With that major connection to Infinity War, it's worth taking a moment to clarify the timeline of everything that happened in Ant-Man and the Wasp.

Despite being released after Infinity War, Ant-Man and the Wasp takes place before the events of that film. Right before it, by all accounts. The movie doesn't mention how much time has passed between the main film and the mid-credits scene, but however long it was, that time gap essentially contained Infinity War. When Scott jumps into the quantum tunnel, Thanos is presumably killing Vision and finishing up his gauntlet over in Wakanda, putting the ending of both movies at just about the same moment, chronologically.

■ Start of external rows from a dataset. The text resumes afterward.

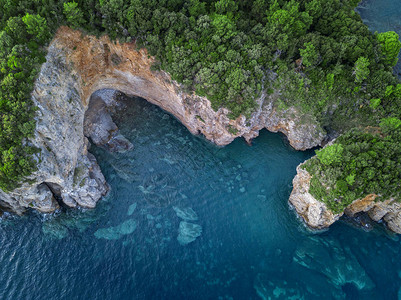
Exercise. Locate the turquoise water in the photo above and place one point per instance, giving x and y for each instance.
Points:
(187, 220)
(382, 16)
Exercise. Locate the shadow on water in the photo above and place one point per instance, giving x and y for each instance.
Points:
(188, 220)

But this connection also leads to some interesting new developments for Infinity War. Marvel mastermind Kevin Feige mentioned in an Ant-Man and the Wasp featurette that the Van Dyne family will be "very important going forward" into Avengers 4. If that's the case, then there's a good chance that all the fallen heroes in Infinity War will make a comeback. It could be that Hope, Hank, and Janet — along with the rest of the casualties of Thanos' finger snap — weren't killed outright, but instead transferred into the Quantum Realm.

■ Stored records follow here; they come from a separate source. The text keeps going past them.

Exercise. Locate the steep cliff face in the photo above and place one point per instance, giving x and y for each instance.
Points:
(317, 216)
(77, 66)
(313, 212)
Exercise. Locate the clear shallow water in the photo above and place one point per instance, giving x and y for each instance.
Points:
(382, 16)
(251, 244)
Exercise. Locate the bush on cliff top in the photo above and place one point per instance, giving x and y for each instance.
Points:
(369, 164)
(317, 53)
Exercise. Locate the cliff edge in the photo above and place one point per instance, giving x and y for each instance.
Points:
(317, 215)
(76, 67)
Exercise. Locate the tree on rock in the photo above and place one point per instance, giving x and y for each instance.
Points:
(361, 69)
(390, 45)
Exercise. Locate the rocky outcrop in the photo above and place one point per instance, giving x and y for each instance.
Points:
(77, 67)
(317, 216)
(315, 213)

Or, more depressingly, it may be that their quantum research lays the foundation for the Avengers to bring down Thanos, and even though Wasp actress Evangeline Lilly confirmed that she worked with Brie Larson (Captain Marvel) in Avengers 4, she may only appear through flashbacks.

That's honestly the least likely scenario, but if we know anything about the MCU, it's that they love to destroy fans' expectations. So who knows?

Lost in the quantum realm

Ant-Man and the Wasp certainly left one of its heroes in a big cliffhanger. When the Van Dynes disintegrated while Scott was in the Quantum Realm, he apparently got stuck there. Not only are the only people who know how to get him out gone, but they're probably also the only people who even know he's in there. It's like your dad forgetting to pick you up from karate class, only worse because your dad doesn't exist anymore and karate class is actually a fractal dimension beyond the bounds of space and time. So you can see how it's a sticky situation for Scott.

Unless he gets rescued in a Captain Marvel post-credits scene or something, Avengers 4 is going to have to spend some screen time getting Scott back to the real world. That's okay, but it also opens up an interesting possibility: After spending enough time in the Quantum Realm, Janet Van Dyne learned how to manipulate quantum particles. If Scott spends enough time sandwiched between realities, he could feasibly develop the same ability. That would give him a definite upper hand against Thanos in the future, especially if, as fans have speculated, the Infinity Stones are somehow tied into the Quantum Realm.

Ghost remission

Whatever Janet Van Dyne did to clear up Ava's little molecular stability rash, it clearly wasn't a permanent cure. That's why the mid-credits scene sees Scott jumping into a portable quantum tunnel. He's going after "healing particles," which are explained as…well, nothing. The movie doesn't bother trying to describe exactly what those are, but it makes sure you know that trapping those particles in a can is the only medicine that'll keep Ava from turning back into a quantum wiggle worm.

But with Hank and Janet and Hope turned to Infinity dust and Scott trapped in the Quantum Realm, she doesn't have a way to get that medicine. On the one hand, that sucks for her. On the other hand, she technically still has her powers. It's safe to assume that going the Winter Soldier route with Ghost and turning her into one of the good guys is a hint that she'll be around in the future. And now that she's apparently in constant danger of reverting to her old phase-shifting self, she could come into play again in the larger fight against Thanos.